DRC Investment Approvals Surge 125% to $5.13 Billion in 2025

The National Investment Promotion Agency (ANAPI) said it approved 96 projects and applications in 2025, representing expected investment of $5.13 billion. This total marks a 125.7% increase from 2024 and reflects heightened activity by the Approval Board, which reviewed 190 cases compared with 114 the previous year, the agency said.

ANAPI noted that the momentum was largely driven by foreign direct investment, which accounted for 84.39% of the amounts approved in 2025. The agency said the strong share of foreign capital highlights growing interest among international investors in large-scale projects in the Democratic Republic of Congo (DRC).

Sectoral data released by ANAPI show that services attracted the largest share of approved investment, capturing 61.47% of the total, mainly through projects in the energy sector. Industry ranked second with 32.23%, indicating that investment in processing and manufacturing activities remains relatively limited.

Geographically, ANAPI said the provinces of Lualaba and Haut-Katanga received the highest investment totals, with $1.38 billion and $868.6 million respectively. The agency also reported interprovincial projects worth a combined $1.9 billion, pointing to increased interest in investments with nationwide scope.

If implemented, the projects approved in 2025 are expected to create 8,383 direct jobs, according to ANAPI projections.

2026 priorities

The surge in approvals follows the appointment on Dec. 16, 2024, of Rachel Pungu Luamba as head of ANAPI. The former internal auditor at the Central Bank has said she intends to maintain this momentum in 2026. Her priorities include completing the revision of the Investment Code, accelerating the full digitalisation of services, and strengthening the agency’s presence across the provinces.
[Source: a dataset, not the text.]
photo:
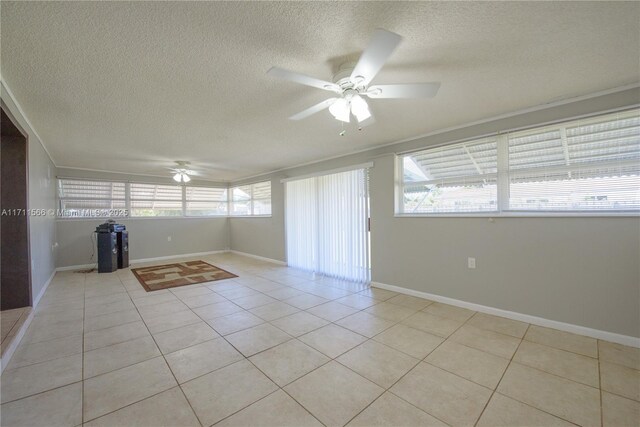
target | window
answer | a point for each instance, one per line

She also aims to develop strategic international partnerships and promote more inclusive investment that generates jobs and local added value.

The DRC has launched a broader reform process aimed at improving investment conditions and the business environment. The objectives include developing a national investment and business environment policy and updating the Investment Code. ANAPI said the current Code has several shortcomings, including administrative procedures seen as burdensome, unclear tax incentives, and provisions that do not fully reflect the country’s current structure of 26 provinces.